Ein nicht minder emotionales (und daher nicht immer sachliches) Thema (was insbesondere dieser Tage gilt) sind die Mieten. Sie ahnen es: Grundbedürfnis, jeder ist betroffen, ärmere Haushalte zudem stärker als wohlhabende. Wer derzeit eine neue Wohnung sucht, muss mit höheren Monatsmieten und damit einer höheren Mietkostenbelastung rechnen als jemand, der bereits vor längerer Zeit fündig geworden ist. Für die breite Masse der Mieter:innen steigt die Miete aber – wenn überhaupt (Stichwort Aussetzung der Indexanpassung) – nur mit der Inflation. Die war in den letzten Jahren sehr hoch, genauso hoch waren aber die Lohnanstiege. Zur Juli-Inflation haben die Mieten nur 0,2 Prozentpunkte beigetragen. Wie man es auch dreht und wendet: Mieten sind ein heiß diskutiertes Thema, aber kein Inflationstreiber. Was oft wiederholt wird, wird dadurch nicht richtiger. Anders sieht es da schon bei staatlichen Gebühren aus. Müllabfuhr, U-Bahn, Reisepass & Co. haben die Inflation zuletzt immerhin um 0,5 Prozentpunkte erhöht und damit mehr als doppelt so stark wie die Mieten.

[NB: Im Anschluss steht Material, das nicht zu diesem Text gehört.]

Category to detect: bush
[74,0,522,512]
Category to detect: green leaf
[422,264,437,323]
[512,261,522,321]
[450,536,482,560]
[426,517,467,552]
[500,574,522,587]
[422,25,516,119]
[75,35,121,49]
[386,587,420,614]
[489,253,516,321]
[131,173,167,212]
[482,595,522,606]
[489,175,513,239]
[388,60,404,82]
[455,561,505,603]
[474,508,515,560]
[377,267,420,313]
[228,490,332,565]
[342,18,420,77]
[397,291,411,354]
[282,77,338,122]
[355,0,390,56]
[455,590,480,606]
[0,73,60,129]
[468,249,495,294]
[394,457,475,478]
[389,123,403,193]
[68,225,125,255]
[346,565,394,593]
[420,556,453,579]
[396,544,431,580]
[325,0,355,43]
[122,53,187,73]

Dass die Verbraucherpreise bei uns stärker steigen als in der Eurozone, ist aber nicht die Ausnahme, sondern seit 2011 die Regel. Österreich ist also seit Ende der Finanzkrise für Euro-Verhältnisse ein „Hochinflationsland“. Und das liegt einzig und allein an den Dienstleistungen. Sind die Preise von Friseur-, Kino-, Restaurantbesuch & Co. bis dahin in Österreich nicht schneller teurer geworden als im Euro-Schnitt, eilen die Dienstleistungspreise seitdem davon. Nicht etwa, weil sich die Dienstleistungsinflation in der Währungsunion verlangsamt hat. Nein. Weil sie sich bei uns beschleunigt hat! Der Warenkorb österreichischer Konsument:innen enthält natürlich eine große Zahl an Dienstleistungen. Von Tanzschule, über Kino und Kindergarten bis hin zum Fitnessstudio und zur Seilbahnfahrt ist vieles mit drin. Inflationstreiber waren aber nur wenige. Die Gastronomie ist einer davon – und mit Abstand der gewichtigste. Zwischen 2011 und 2019 und damit vor Beginn des inflationären Ausnahmezustands sind die Preise in der österreichischen Gastronomie um 12 % stärker gestiegen als im Euro-Ausland, bis heute (2011 bis Juli 2025) ist der „Österreich-Aufschlag“ im Gasthaus gar auf 29 % angewachsen. Will man im Inflationsranking nicht immer vorne mit dabei sein, führt kein Weg daran vorbei, die Dienstleistungsinflation einzudämmen. Man muss in diesem Zusammengang über die Löhne sprechen, die in den personalintensiven Dienstleistungen besonders stark ins Gewicht fallen. Man muss aber wohl auch darüber sprechen, wie die Wettbewerbsintensität im Dienstleistungsbereich erhöht werden kann.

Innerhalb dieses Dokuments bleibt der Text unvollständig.